Worker/wrapper can lead to sharing failure

nofib turned up a serious performance bug in the implementation of insert in containers-0.5.10.1. The function was defined thus:

origInsert :: Ord k => k -> a -> Map k a -> Map k a
origInsert = go
  where
    go :: Ord k => k -> a -> Map k a -> Map k a
    go !kx x Tip = singleton kx x
    go !kx x t@(Bin sz ky y l r) =
        case compare kx ky of
            LT | l' `ptrEq` l -> t
               | otherwise -> balanceL ky y l' r
               where !l' = go kx x l
            GT | r' `ptrEq` r -> t
               | otherwise -> balanceR ky y l r'
               where !r' = go kx x r
            EQ | kx `ptrEq` ky && x `ptrEq` y -> t
               | otherwise -> Bin sz kx x l r

{-# INLINABLE origInsert #-}

When this specializes to Int keys (or any other "unboxable" ones, including tuples), worker/wrapper botches the job:

Rec {
-- RHS size: {terms: 102, types: 65, coercions: 0}
$w$sgo
  :: forall a_a7M6.
     Int# -> a_a7M6 -> Map Int a_a7M6 -> Map Int a_a7M6
$w$sgo =
  \ (@ a_a7M6)
    (ww_s8oI :: Int#)
    (w_s8oE :: a_a7M6)
    (w1_s8oF :: Map Int a_a7M6) ->
    let {
      kx_X7KQ :: Int
      kx_X7KQ = I# ww_s8oI } in
    case w1_s8oF of wild_Xg {

[...]

origInsertInt_$sgo
  :: forall a_a7M6. Int -> a_a7M6 -> Map Int a_a7M6 -> Map Int a_a7M6
origInsertInt_$sgo =
  \ (@ a_a7M6)
    (w_s8oD :: Int)
    (w1_s8oE :: a_a7M6)
    (w2_s8oF :: Map Int a_a7M6) ->
    case w_s8oD of _ { I# ww1_s8oI -> $w$sgo ww1_s8oI w1_s8oE w2_s8oF }

The wrapper opens the box, throws it away, and passes the contents to the worker, which immediately builds a new box with exactly the same contents. This prevents the pointer equality tests from succeeding for these types, and it also turns out to cause quite a lot of extra allocation for some types (leading to the severe nofib regression).

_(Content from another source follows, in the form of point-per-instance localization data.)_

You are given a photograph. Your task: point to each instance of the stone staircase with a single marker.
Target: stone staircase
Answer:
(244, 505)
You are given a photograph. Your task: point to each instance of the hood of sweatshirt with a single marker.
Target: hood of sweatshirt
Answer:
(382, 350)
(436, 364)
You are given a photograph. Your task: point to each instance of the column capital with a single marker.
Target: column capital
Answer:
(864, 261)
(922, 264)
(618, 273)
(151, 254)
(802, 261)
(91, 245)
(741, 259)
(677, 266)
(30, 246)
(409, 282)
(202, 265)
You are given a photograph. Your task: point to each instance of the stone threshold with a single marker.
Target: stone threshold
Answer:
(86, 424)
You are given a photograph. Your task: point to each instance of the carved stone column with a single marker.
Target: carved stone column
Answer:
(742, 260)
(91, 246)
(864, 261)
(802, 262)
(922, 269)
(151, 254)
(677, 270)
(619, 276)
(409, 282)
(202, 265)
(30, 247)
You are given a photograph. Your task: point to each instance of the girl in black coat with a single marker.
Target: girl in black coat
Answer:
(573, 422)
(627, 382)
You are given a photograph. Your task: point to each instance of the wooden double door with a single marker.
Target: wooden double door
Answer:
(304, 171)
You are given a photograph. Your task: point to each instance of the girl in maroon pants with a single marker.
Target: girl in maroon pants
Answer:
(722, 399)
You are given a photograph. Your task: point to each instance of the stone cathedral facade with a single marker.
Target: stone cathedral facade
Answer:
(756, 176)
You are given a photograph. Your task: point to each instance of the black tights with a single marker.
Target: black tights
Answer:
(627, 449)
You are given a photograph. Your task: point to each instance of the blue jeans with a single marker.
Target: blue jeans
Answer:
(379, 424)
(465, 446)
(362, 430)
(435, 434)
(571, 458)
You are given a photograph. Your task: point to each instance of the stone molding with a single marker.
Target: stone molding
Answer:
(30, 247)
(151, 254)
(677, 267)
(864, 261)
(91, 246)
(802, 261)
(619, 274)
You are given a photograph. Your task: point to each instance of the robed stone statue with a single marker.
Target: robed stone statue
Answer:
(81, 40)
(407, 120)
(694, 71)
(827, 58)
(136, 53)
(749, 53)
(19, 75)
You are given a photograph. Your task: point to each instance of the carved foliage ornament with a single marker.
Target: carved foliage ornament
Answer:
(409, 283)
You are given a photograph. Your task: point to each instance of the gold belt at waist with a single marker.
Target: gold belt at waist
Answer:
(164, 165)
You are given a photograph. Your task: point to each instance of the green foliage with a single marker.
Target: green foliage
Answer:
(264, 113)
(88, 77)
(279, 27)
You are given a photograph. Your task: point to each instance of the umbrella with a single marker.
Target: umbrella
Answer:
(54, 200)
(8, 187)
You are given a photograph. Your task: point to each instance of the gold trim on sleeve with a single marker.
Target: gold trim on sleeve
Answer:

One could reasonably argue that the code above is a bit complicated, and that GHC could be forgiven for failing to realize that the box should be saved. Unfortunately, a straightforward change that would seem to make this clear does not in fact convince GHC:

myInsert :: Ord k => k -> a -> Map k a -> Map k a
myInsert kx0 = go kx0
  where
    go !kx x Tip = singleton kx0 x
    go !kx x t@(Bin sz ky y l r) =
        case compare kx ky of
            LT | l' `ptrEq` l -> t
               | otherwise -> balanceL ky y l' r
               where !l' = go kx x l
            GT | r' `ptrEq` r -> t
               | otherwise -> balanceR ky y l r'
               where !r' = go kx x r
            EQ | kx0 `ptrEq` ky && x `ptrEq` y -> t
               | otherwise -> Bin sz kx0 x l r

{-# INLINABLE myInsert #-}

does exactly the same thing. The only simple way I found to avoid that is to remove the bang patterns, which really ''shouldn't'' work, but does. This, however, is prohibited by the desired semantics—I believe we want to be strict in the key even if comparison is not. In any case, that really shouldn't be causing trouble and it is. The only fix I've found thus far is truly disgusting, and seems to work at least partly by mistake:

insert :: Ord k => k -> a -> Map k a -> Map k a
insert kx0 = go kx0 kx0
  where
    go :: Ord k => k -> k -> a -> Map k a -> Map k a
    go orig !kx x Tip = singleton (lazy orig) x
    go orig !kx x t@(Bin sz ky y l r) =
        case compare kx ky of
            LT | l' `ptrEq` l -> t
               | otherwise -> balanceL ky y l' r
               where !l' = go orig kx x l
            GT | r' `ptrEq` r -> t
               | otherwise -> balanceR ky y l r'
               where !r' = go orig kx x r
            EQ | x `ptrEq` y && (lazy orig `seq` (orig `ptrEq` ky)) -> t
               | otherwise -> Bin sz (lazy orig) x l r

{-# INLINABLE insert #-}

We would also like to be able to experiment with an implementation that uses CPS (recursive join points today!) rather than pointer equality tests for the internal nodes, leaving pointer equality to the leaves. But I have not found any way whatsoever to avoid this W/W problem in that version.